/Kenya: Small Furniture Makers Fight Off Retail Onslaught

Kenya: Small Furniture Makers Fight Off Retail Onslaught

May 23, 2013
Wanjiru Waithaka
Nairobi

It has long been an open secret that most of the pricey furniture in Nairobi’s exclusive showrooms is made by informal, or jua kali, carpenters operating in downtown markets such as Gikomba. And a sofa set retailing for Sh25,000 in Gikomba triples in price with no value addition by merely crossing a few streets to a showroom in an upmarket location.

A few enterprising jua kali artisans realised that merely owning the tools of production but with no access to the final consumer was a raw deal that mostly benefited retailers. The solution?

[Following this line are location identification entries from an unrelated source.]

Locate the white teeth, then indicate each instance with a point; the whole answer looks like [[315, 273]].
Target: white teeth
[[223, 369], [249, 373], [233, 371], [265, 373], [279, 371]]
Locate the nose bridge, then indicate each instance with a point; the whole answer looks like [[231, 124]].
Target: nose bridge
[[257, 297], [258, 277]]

Take the furniture to where the customers are – or in this case where they pass every day: the highways.

It has turned out to be a winning formula. Customers get high quality ready-made furniture at lower prices and the carpenters fetch something close to the market value of their products. “Majority of our customers are walk-in,” says Mr Joseph Macharia, manager of Mima Designs on Ngong Road. “While driving by they may see something attractive and even if they don’t intend to buy immediately, many stop to inquire about it. Once inside the showroom they see other items and we have the chance to market our products.”

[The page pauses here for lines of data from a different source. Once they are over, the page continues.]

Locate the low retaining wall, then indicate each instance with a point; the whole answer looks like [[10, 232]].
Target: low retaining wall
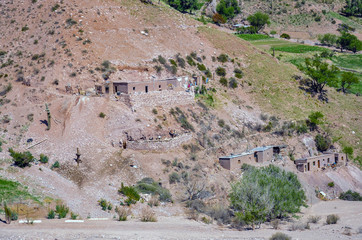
[[159, 145], [161, 98]]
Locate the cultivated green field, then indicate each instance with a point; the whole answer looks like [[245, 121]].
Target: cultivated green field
[[253, 37]]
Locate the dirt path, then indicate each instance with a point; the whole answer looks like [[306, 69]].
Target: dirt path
[[180, 228]]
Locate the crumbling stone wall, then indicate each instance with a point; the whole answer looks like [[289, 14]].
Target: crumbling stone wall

Their ready-made furniture also appeals to people who would rather not deal with the hassles of custom-made furniture. “Getting the design right from a customer’s description is hard. Some customers can say the item did not turn out the way they wanted and if they don’t like it you are stuck with it,” he explains.

For Ms Agnes Ng’ang’a, a former schoolteacher, it is better to walk into a shop and buy the furniture instead of dealing with unreliable carpenters. “Some fundis (slang for carpenters) keep promising to complete the work by a certain date and never do so; you keep chasing them. With ready-made furniture what you see is what you get and you are sure of the quality when buying,” she says.

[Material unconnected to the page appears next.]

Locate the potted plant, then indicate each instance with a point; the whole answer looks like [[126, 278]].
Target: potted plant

The household, garden and office furniture sold at Mima Designs is made at a workshop in Doonholm run by the owners of the business. Some of the furniture is also sourced from expatriates leaving the country. “They call us to their homes to value the furniture. Once we agree on price we bring the items to our showroom for resale,” says Mr Macharia.

The showroom is nothing fancy. With iron sheet roof, no ceiling and cement slabs for the floor, the main emphasis is functionality. It started out as a small area in the front yard of the three-bedroom maisonette that houses the offices. As the business expanded, so did the showroom to include the back yard as well as what was the garage of the house. Prices range from Sh50,000-60,000 for fast moving sofas to Sh130,000 for more exclusive pieces. Prices depend on the quality of the fabric and the size.

Other than competition from similar businesses along the busy highway, the recent entry of Nakumatt Prestige, a few hundred metres away has ushered in a different kind of rivalry.

“Competition from Nakumatt is a great threat because they are now stocking all the things we sell,” says Mr Macharia. As the shop prepares to take on this new challenge, one of the options the managers are considering is lowering prices on some items. Offering negotiable prices and payment by instalments is also likely to keep the business competitive because the larger supermarket chain does not have this arrangement. Mr Jack Mutua, manager of Juliet Wood Furniture on Mombasa Road, is not worried of competition from large supermarkets, including nearby Uchumi at Capital Centre.

“People have become wise, they go to Uchumi and if they see a design they like, ask us to make a similar piece of furniture,” he said. “They know that this furniture is made locally and we can also make good quality at a lower price.” He explains that a similar sofa set priced at Sh95,000 at their showroom would cost Sh200,000 at Uchumi and Sh100-120,000 on Ngong Road.